Outre le motif susmentionné, cette séquence d'événements repose également sur l'espoir de Poutine que les Européens défieraient Trump en continuant à armer l'Ukraine, même si les États-Unis la coupaient une fois de plus, ce qui transformerait tout cessez-le-feu en une occasion pour Kiev de se réarmer au détriment de la Russie. Il pourrait donc s’ensuivre que le seul recours réaliste de la Russie pourrait être d’étendre sa campagne terrestre dans les régions de Soumy, Dniepropetrovsk et/ou Kharkov pour continuer à démilitariser l’Ukraine.
A cet égard, cela favoriserait l'objectif proposé de créer une région démilitarisée, le ‘Transdniepr’, à l'est du fleuve et au nord des territoires revendiqués par la Russie, objectif développé ici. Tout ce qui précède suppose que Trump n'intensifiera pas significativement la guerre pour la désescalader, que cela n'entravera pas les campagnes terrestres russes, et que les Européens n'interviendront pas non plus de manière conventionnelle. Rien de tout cela n'est acquis, cependant, et le risque est donc énorme.
C'est pourquoi Poutine pourrait continuer à jouer la carte de la sécurité pour l'instant en limitant la campagne terrestre russe aux quatre anciennes régions ukrainiennes revendiquées par Moscou, tout en autorisant éventuellement des avancées à petite échelle dans les régions adjacentes au cas par cas. Ces avancées pourraient être approuvées pour permettre aux soldats ukrainiens de se replier vers leurs prochaines fortifications majeures dans les régions de Soumy, Dniepropetrovsk et/ou Kharkov, afin de renforcer l'avantage russe, sans toutefois assiéger sérieusement ces zones pour le moment. L'objectif pourrait être de signaler la domination de la Russie sur le terrain en matière d'escalade, afin que Trump fasse tout son possible pour contraindre l'Ukraine à des concessions afin d'éviter une escalade plus large qu'il pourrait autrement se sentir contraint de mener pour “sauver la face” si la Russie réussissait une percée et s'enfonçait vers l'ouest.
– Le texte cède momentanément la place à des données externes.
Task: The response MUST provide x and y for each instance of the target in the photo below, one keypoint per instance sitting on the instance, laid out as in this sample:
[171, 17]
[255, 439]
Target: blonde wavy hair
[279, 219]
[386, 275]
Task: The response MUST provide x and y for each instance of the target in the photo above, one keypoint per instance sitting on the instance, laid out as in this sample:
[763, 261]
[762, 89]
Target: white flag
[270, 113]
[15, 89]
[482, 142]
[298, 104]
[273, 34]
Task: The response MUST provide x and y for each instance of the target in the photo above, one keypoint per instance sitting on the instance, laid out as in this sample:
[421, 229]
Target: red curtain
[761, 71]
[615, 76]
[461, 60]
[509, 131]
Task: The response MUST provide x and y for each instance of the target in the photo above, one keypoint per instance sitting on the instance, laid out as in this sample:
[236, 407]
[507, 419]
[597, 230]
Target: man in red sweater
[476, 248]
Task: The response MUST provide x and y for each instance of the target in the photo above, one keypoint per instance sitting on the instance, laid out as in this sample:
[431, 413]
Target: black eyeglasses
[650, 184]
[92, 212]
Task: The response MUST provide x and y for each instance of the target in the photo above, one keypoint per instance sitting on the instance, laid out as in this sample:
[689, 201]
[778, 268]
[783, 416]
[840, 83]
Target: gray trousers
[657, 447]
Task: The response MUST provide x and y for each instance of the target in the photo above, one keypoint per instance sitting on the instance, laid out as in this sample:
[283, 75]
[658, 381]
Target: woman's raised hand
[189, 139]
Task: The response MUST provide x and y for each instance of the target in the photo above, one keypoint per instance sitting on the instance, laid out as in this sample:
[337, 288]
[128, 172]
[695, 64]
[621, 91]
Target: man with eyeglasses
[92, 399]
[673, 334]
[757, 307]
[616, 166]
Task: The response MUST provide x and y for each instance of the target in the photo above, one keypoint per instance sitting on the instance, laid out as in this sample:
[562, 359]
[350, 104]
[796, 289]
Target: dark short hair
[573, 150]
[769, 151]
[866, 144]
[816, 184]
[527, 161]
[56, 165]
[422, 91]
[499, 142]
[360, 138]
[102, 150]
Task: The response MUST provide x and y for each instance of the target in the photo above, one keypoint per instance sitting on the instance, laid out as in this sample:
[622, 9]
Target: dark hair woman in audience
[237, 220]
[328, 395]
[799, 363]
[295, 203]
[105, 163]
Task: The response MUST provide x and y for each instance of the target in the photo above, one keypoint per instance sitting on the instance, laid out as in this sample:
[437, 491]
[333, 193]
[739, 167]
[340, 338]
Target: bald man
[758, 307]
Ce type de “geste de bonne volonté” serait différent des précédents, dans le sens où la Russie continuerait d'avancer tout en négociant, au lieu de reculer comme auparavant pour conclure un accord.
Pour autant, la Russie ferait preuve de retenue en n'exploitant pas pleinement son avantage, car cela pourrait provoquer une réaction excessive des États-Unis, susceptible de compliquer dangereusement le processus de paix. Tant que les intentions de la Russie sont communiquées à l'avance aux États-Unis, toute escalade devrait rester gérable. Cette approche comporterait donc certains risques mais Poutine, habituellement prudent, pourrait se sentir suffisamment à l'aise avec ces chances réduites pour conclure que les avantages potentiellement décisifs en valent la peine.